Masking: Quadruple (Participant, Care Provider, Investigator, Outcomes Assessor)
Masking Description: double-blind, placebo-controlled trial.
Primary Purpose: Treatment
Official Title: Efficacy, Safety and Mechanism of Action of Lanifibranor (IVA337) in Patients With Type 2 Diabetes and Nonalcoholic Fatty Liver Disease
Actual Study Start Date : August 14, 2018
Estimated Primary Completion Date : April 2022
Estimated Study Completion Date : April 2022


Arm Intervention/treatment
Active Comparator: lanifibranor arm
Two arm, randomized (1:1), double-blind, placebo-controlled, 24-week treatment study receiving lanifibranor 800 mg/day.
Drug: Lanifibranor
The film-coated tablet contains 400 mg of the active ingredient lanifibranor (IVA337) for an immediate release formulation.

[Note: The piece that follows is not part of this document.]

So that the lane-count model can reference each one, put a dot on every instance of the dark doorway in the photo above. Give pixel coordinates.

Participants receive 800mg/ day
Other Name: IVA 337

Placebo Comparator: Placebo
Two arm, randomized (1:1), double-blind, placebo-controlled, 24-week treatment study receiving placebo.
Other: Placebo
Film-coated tablets with a core containing 900 mg of a physical mixture of lactose monohydrate, microcrystalline cellulose, pre-gelatinized starch and magnesium stearate serve as placebo.




Primary Outcome Measures :
  1. Change in intrahepatic triglycerides (IHTG) quantified by proton magnetic resonance and spectroscopy (¹H-MRS) [ Time Frame: 24 weeks of treatment ]
    Changes from baseline will be compared between both arms.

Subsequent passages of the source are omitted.